For all the time and money your going to spend and end up with a shed that's to low, not all that big, have to waste a lot of lumber because nothing is 8", have to custom build a door, pore a slab you could have built a nice garage.

I could see if you just wanted to add some walls and store something like a lawn mower under the club house but that new drawing just does not not make since to me.


----------



## kaiden (Aug 18, 2012)

Thanks for all the help guys, I just wanted to know if double 2x6 were adequate for the span of 11'7".


----------



## tony.g (Apr 15, 2012)

Kaiden;as Daniel said, the two 2x6's will be slightly stronger than one 2x8.(I think by around 10%).
However, whether or not they will work for your situation depends on the loading stipulation and deflection limits for your floor, which presumably is in your Code. You also need to know the species of timber.Unless you know all this, no-one can say.


----------



## md2lgyk (Jan 6, 2009)

Do you really think the OP cares what the code says?? I suspect there'll be no permit, inspection, or even real plans for this thing.


----------



## tony.g (Apr 15, 2012)

md2lgyk said:


> Do you really think the OP cares what the code says?? I suspect there'll be no permit, inspection, or even real plans for this thing.

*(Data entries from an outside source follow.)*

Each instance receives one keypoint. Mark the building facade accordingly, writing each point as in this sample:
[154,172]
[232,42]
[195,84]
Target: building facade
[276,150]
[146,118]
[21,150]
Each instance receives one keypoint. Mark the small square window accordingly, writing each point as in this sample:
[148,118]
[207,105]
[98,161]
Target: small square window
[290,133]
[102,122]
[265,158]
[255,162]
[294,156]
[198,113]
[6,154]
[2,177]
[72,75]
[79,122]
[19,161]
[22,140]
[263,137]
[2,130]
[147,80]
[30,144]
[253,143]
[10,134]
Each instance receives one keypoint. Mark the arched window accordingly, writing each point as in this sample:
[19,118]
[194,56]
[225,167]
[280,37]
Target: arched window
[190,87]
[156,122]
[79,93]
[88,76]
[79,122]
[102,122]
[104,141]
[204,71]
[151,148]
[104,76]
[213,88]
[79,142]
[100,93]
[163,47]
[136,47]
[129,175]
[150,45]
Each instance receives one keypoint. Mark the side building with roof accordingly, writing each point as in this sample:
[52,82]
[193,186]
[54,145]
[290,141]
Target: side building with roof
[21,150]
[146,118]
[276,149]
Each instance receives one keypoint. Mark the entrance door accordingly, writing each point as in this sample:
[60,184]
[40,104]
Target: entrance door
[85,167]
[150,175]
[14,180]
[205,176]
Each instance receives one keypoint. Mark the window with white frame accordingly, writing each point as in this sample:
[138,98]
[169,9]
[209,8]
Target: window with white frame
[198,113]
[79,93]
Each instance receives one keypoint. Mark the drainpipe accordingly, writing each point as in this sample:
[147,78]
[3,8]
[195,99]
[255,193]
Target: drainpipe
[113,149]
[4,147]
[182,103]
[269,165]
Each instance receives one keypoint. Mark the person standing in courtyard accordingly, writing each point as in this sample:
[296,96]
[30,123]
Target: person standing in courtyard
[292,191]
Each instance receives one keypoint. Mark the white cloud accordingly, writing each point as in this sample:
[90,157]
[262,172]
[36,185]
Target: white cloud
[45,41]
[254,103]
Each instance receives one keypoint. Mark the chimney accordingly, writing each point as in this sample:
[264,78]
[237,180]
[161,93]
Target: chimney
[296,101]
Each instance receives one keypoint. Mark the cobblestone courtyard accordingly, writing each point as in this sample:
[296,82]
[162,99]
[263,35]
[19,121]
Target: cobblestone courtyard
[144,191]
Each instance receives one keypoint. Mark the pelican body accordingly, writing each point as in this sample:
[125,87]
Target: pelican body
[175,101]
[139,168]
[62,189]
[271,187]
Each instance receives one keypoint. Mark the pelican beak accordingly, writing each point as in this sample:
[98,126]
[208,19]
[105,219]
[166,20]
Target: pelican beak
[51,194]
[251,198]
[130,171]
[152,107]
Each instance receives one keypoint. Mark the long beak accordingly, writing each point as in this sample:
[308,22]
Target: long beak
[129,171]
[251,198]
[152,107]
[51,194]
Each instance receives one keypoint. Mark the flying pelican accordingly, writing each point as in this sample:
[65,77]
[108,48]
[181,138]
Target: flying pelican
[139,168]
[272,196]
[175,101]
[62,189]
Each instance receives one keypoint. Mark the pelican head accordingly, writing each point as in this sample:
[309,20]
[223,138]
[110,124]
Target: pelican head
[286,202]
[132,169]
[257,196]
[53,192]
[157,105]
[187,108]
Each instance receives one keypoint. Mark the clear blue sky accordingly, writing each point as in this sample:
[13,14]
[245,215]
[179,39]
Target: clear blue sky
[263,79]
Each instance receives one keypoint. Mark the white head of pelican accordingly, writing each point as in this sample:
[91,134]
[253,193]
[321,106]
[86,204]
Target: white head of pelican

Quite possibly, but there's no harm in putting him in the picture; for all we know he may not have been aware of the legalities.


----------



## md2lgyk (Jan 6, 2009)

Yes, I suppose that's true. Around here, a permit and inspection are required even for a premanufactured Amish shed that just sits on the ground. Strictly a "revenue enhancement," which is why I almost never pull a permit.


----------



## Joe Carola (Apr 14, 2006)

md2lgyk said:


> I almost never pull a permit.


You deserve no help at all. Anyone who helps you here is as bad as you.are.


----------